If you've got expectations for a doppelganger of a recipe, you can quit reading now. I've attempted to season this recipe to jibe with the store-bought stuff, and I usually end up dumping salt and mayonnaise into the bowl to the point where it gets a bit ridiculous; which in my book is a testament to just how well-engineered boxed pasta salad is. That being said, the best way to win is to not play; which I suppose became the pretense for taking this salad in the direction that I did. This lighter-tasting approach allows individual components to remain recognizable in the dish, which keeps the flavors fresh. What's more, serving atop a bowl of greens and miscellaneous raw veggies, I doubt there will be a need for additional condiment, as there is fantastic synergy between the two salad camps when thrown together into the same bowl.

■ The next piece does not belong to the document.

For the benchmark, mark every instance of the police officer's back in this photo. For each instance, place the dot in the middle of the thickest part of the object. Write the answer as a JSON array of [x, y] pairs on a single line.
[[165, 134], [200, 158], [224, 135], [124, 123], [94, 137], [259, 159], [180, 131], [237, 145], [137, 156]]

The challenge with doing no evil while fixing this type of salad is to identify where your flavors are coming from. We're not using all the mayonnaise of the boxed variety, and we have to look elsewhere for the flavor enhancing power inherent to MSG in the seasoning and those yeast and vegetable proteins contained in the [alleged] bacon pieces. So yeah- at the end of the day I'm still going to use salt to season, and rely on the fats in the dairy and mayo to move flavors around. And in the spirit of full-disclosure, the umami of the glutamates is still to be had in the form of Parmesan cheese and bacon. However, I think it's important to note what's just happened here: In the course of attempting to reverse-engineer this dish, we've identified where these flavors are coming from, which is more than you can probably say for a spoonful of the boxed examplar. And while this bacon and ranch pasta salad may keep you in the kitchen a wee bit longer than it's processed food analogue, it's most certainly something that you can be proud to serve at potluck, picnic or family cookout because after all it was you, and not a box that made it.